Atualmente não respondo a nenhum procedimento e espero continuar assim, mas se tiver que responder por boa causa estou preparado. Só fico preocupado com o contribuinte, que tem de pagar passagens aéreas e diárias (e não são poucas) para membros das comissões “escolhidos a dedo” viajarem de um lado para outro, procurando alguma coisa contra mim, para justificar a nomeação deles na missão de sujar a minha ficha funcional que continua limpa como sempre, embora sem elogios, mesmo porque os elogios que me importam são os da minha consciência.

Ano que vem publicarei um livro, contando, entre outras coisas, o que está por trás da representação contra o referido juiz, assim como do caso da colega procuradora e do mensalão, principalmente. No caso do mensalão, contarei o que foi feito e o que não foi, bem como o que precisa ser feito. Assinalo que a realidade do mensalão é muito diferente do que se divulgou. Mostro no livro que a denúncia desse esquema criminoso foi um “faz de conta”, que acabou indo além do que se imaginou, mas que ficou muito aquém do que deveria.

A seguir, apresento a razão de sustentar a tese mencionada neste artigo, isto é, a prisão preventiva corroborando com a delação premiada. Enfatizo que se eu não tivesse convicção do envolvimento dos presos da lava jato no esquema criminoso, já teria me pronunciado pela liberdade deles. Por não compactuar com injustiça, não tenho medo de colocar à prova minha independência funcional. Se um dia tiver receio de agir de acordo com a minha consciência, saio imediatamente do MPF, pois não acho justo o contribuinte me custear para eu fingir que exerço meu mister.

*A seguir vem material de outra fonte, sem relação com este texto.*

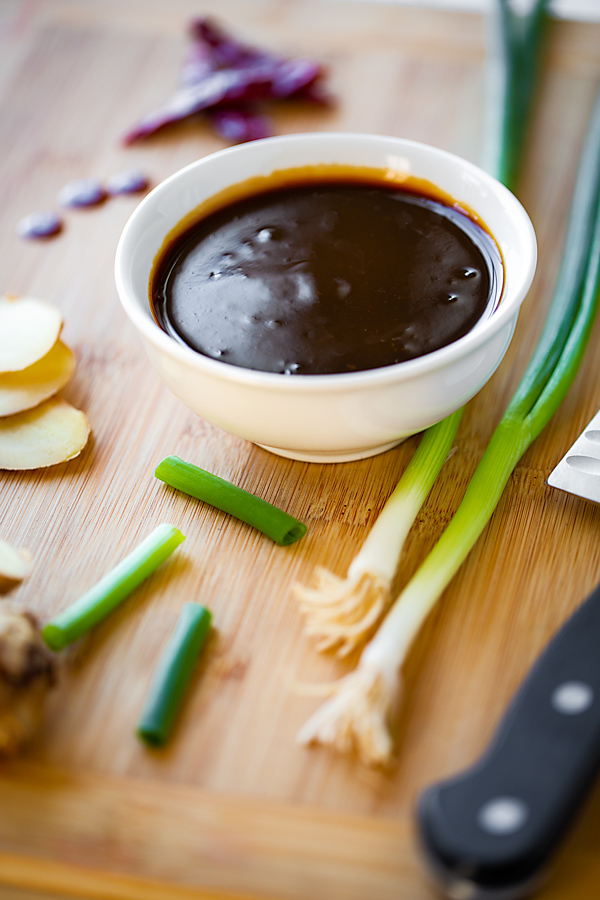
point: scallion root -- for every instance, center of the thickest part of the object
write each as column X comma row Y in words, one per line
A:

Entre os requisitos da prisão preventiva, previstos no artigo 312 do Código de Processo Penal, está a “conveniência da instrução criminal”. E o que se entende por conveniência da instrução criminal? Somente hipóteses nas quais o investigado ou acusado está a destruir provas, a apagar vestígios, a intimidar testemunhas, isto é, aquelas clássicas hipóteses que aprendemos no banco da faculdade?

As normas e suas interpretações precisam evoluir. Os infratores da lei penal estão cada vez mais ousados e não medem esforços para alcançar seus objetivos ilícitos. Assim, faz-se necessário que as normas acompanhem a evolução da criminalidade e a hermenêutica também.

A delação premiada é uma inovação legislativa a ser implementada por negociação direta, na qual o delinquente, que traiu a sociedade, recebe benefício para trair seus comparsas. Isso é ético? É moral? Pode não ser, mas é legal.

Com efeito, tendo em vista que a delação premiada é um instituto previsto em diversos textos de leis, não vejo óbice, diante da prova da materialidade e de indícios da autoria, como é o caso da lava jato, de se invocar o artigo 312 do CPP, que tem como uma das hipóteses do encarceramento preventivo a conveniência da instrução criminal.

Qual a razão de se continuar interpretando o artigo 312 do CPP como se ainda estivéssemos na década de 1940? É preciso evoluir da jurássica interpretação para compatibilização com o moderno instituto da delação premiada, e não se diga que a hipótese fere o princípio da presunção de inocência, pois se assim o fosse, nenhuma prisão poderia ser decretada antes do trânsito em julgado da condenação.

Ressalte-se que nenhuma das prisões dessa operação foi decretada com base em tal tese. Ademais, a invoquei como argumento secundário, ao lado de outros argumentos que justificaram a decretação e manutenção da prisão. Nessa toada, ainda que o TRF-4 acolhesse tal tese e o Superior Tribunal de Justiça ou o Supremo Tribunal Federal entendesse como indevida, as prisões não cairiam, pois restaria fundamentação suficiente nos requisitos tradicionais do artigo 312, com base nos quais foram decretadas as prisões e negadas a tutela liminar.

Após esse longo texto, concluo: sou realista e não consigo trair minha consciência, isso é não ter pudor como fui acusado no bojo dessa polêmica?